Tapi kebersamaan kami berdua tak akan berlangsung selamanya. Semua ini akan ada akhirnya. Ketika aku sudah selesai bertugas dan harus kembali pulang ke Indonesia. Hanya ada 15 hari yang tersisa. Itu pun harus terbagi dengan tugasku dilapangan yang juga harus segera ku selesaikan.
Meski aku belum pernah punya pengalaman mengurus anak sebelumnya, tapi melihat kondisi mu terlunta-lunta seperti ini membuatku berpikir untuk membawamu pulang. Lalu akan kucarikan sosok Ibu yang sama cantiknya sepertimu. Yang bisa memelukmu erat setiap hari. Memberi mu makan, memberi mu gaun yang cantik, menemani mu menggambar dan kau bisa tidur pulas dipelukannya setiap malam. Tanpa ada suara bising tembakan senapan mesin zionis dan juga ledakan peluru tank-tank ganas yang kita dengar setiap hari di kota ini.
Seandainya mimpi ini bisa diwujudkan semudah membalikan telapak tangan dan kedipan mata Julia, pasti kita akan berbahagia bersama. Perpisahan ini pasti akan sama menyakitkannya ketika kau harus menerima kenyataan bahwa kedua orangtua mu telah tiada. Ini sama menyakitkannya bagi kita berdua Julia. Mimpi kita harus terhalang oleh persyaratan administrasi yang begitu rumit dan sulit. Ditambah lagi teman Ayahmu yang selama ini mengurusmu di pengungsian tak memberikan ku izin untuk membawa mu pulang.

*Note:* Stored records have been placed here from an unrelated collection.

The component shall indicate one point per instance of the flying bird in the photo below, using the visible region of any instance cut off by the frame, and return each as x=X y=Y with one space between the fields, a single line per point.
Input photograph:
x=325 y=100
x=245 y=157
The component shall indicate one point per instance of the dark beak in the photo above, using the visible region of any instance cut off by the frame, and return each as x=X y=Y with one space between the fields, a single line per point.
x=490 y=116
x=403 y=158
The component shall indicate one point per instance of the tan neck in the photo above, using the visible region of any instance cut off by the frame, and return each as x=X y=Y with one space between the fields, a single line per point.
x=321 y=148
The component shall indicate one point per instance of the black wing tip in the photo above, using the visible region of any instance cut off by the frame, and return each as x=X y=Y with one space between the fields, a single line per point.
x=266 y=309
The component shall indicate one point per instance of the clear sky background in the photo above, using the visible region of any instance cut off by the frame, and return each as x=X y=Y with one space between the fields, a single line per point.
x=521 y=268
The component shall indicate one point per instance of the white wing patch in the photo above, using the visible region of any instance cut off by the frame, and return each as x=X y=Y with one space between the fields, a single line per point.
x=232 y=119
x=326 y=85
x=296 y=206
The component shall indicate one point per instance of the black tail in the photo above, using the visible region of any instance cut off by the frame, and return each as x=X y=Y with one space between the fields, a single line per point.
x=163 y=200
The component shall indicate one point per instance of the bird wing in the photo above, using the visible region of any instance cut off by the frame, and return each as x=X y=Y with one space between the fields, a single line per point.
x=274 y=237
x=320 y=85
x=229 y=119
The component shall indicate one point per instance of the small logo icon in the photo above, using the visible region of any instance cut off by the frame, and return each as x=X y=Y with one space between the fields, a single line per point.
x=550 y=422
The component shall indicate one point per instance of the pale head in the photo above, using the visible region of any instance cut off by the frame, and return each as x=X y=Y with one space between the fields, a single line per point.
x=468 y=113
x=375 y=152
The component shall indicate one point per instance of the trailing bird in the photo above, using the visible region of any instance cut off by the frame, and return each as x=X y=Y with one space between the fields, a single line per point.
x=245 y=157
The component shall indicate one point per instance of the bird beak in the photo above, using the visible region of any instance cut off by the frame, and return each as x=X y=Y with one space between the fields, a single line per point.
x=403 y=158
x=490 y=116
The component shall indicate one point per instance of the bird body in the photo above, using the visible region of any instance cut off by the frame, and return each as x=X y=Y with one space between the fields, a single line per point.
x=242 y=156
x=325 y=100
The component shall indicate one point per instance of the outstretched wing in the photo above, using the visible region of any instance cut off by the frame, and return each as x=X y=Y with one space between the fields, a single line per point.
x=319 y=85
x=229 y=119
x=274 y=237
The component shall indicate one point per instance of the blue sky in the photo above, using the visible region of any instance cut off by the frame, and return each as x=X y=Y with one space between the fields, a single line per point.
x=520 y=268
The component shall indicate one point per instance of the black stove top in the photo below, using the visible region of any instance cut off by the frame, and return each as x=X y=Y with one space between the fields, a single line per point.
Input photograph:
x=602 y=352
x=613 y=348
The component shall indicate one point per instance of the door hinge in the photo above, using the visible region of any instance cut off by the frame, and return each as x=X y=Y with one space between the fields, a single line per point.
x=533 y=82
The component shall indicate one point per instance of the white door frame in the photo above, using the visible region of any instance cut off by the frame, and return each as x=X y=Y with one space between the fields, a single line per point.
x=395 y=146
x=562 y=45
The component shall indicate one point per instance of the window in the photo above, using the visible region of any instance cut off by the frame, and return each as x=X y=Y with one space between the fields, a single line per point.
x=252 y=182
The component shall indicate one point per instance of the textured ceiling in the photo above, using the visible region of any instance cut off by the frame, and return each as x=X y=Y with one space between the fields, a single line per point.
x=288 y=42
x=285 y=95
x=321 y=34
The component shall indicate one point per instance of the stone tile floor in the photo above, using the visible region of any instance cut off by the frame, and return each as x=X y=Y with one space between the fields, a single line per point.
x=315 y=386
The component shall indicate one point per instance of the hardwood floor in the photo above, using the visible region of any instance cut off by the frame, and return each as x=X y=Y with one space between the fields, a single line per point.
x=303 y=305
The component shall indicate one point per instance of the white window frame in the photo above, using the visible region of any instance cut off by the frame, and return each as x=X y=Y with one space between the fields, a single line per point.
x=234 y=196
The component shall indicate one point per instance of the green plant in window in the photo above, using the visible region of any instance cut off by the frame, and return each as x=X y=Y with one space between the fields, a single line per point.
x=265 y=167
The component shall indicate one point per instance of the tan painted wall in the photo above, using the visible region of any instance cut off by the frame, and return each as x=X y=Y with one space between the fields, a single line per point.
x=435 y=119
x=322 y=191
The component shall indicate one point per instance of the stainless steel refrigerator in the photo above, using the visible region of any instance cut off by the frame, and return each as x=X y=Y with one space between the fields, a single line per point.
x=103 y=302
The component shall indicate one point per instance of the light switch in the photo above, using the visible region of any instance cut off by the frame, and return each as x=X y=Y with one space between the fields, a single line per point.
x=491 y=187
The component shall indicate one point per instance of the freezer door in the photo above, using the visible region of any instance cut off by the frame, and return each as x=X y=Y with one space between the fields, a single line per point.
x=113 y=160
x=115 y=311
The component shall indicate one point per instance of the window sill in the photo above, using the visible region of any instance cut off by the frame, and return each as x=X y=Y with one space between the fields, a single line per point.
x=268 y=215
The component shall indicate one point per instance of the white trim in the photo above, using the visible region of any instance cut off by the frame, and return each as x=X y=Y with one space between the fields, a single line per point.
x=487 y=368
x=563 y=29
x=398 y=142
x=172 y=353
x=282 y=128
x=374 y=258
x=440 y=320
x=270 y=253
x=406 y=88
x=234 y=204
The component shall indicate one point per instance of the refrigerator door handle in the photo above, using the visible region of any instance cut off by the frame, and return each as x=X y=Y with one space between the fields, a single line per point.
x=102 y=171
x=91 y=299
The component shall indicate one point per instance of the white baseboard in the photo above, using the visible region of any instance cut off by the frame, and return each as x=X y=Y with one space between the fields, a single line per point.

Aku hanya bisa berdo’a semoga kau tumbuh menjadi anak yang sehat, kuat dan bisa terseyum kembali seperti biasanya. Aku juga berharap semoga ada keadilan yang segera datang untuk negara mu yang sudah sekian puluh tahun itu ada dalam genggaman penjajah.
***
Tibalah aku di hari ke 35 bertugas. Bagaimana rasanya bertugas selama 1 bulan 15 hari disini? Tidak hanya rasa lelah, namun semuanya serba menguras fisik dan mental. Begitu luar biasa dampak perang yang ditimbulkan selama ini. Hampir semua sektor vital sepertihalnya pendidikan dan ekonomi lumpuh total. Setiap warga hanya berharap bantuan yang cukup dan memadai untuk menyambung kehidupan mereka di kota ini.
Krisis air dan sulitnya mendapatkan makanan membuat mayoritas warga memutuskan untuk mengungsi ke negara sebelah. Mereka harus berjalan kaki beratus-ratus kilometer menyusuri gurun yang gersang seperti tanpa penghidupan. Namun hanya itu satu-satunya cara yang bisa mereka lakukan untuk bisa bertahan hidup.
Aku mengikuti eskalasi konflik ini dari hari ke hari. Geja-gejala akan adanya gencatan senjata belum juga terlihat, malah konflik ini semakin meluas dan menciptakan banyak korban baru, baik militer maupun sipil.
Sampai dengan hari ini, aku bisa melaporkan bahwa sudah lebih dari 11000 rakyat sipil di kota ini yang sudah meninggal dunia. Belum lagi tawanan yang belum diketahui keberadaannya dan bagaimana nasib selanjutnya? Turut membuat situasi menjadi tidak menentu. Setiap warga harus selalu siap dengan kondisi apa pun, termasuk terserempet peluru, atau pun terhantam serpiham bom yang dijatuhkan dari atas langit. Mengerikan sekali!
Para pembesar negara adidaya justru malah sibuk saling tuding dan menyalahkan satu sama lain tanpa ada langkah konkret untuk menghentikan eskalasi. Gerakan demonstrasi besar-besaran di beberapa negara diikuti dengan memboikot beberapa produk negara penjajah pun juga tak cukup berpengaruh dalam menghentikan agresi.
Selama 35 hari aku bertugas di kota ini aku bersyukur, tak ada satupun kulit yang lecet, atau pun bagian tubuh yang terluka. Hanya saja penglihatan ini terlalu lelah membendung air mata yang hampir setiap menit menetes. Terlalu perih dan pedih rasanya.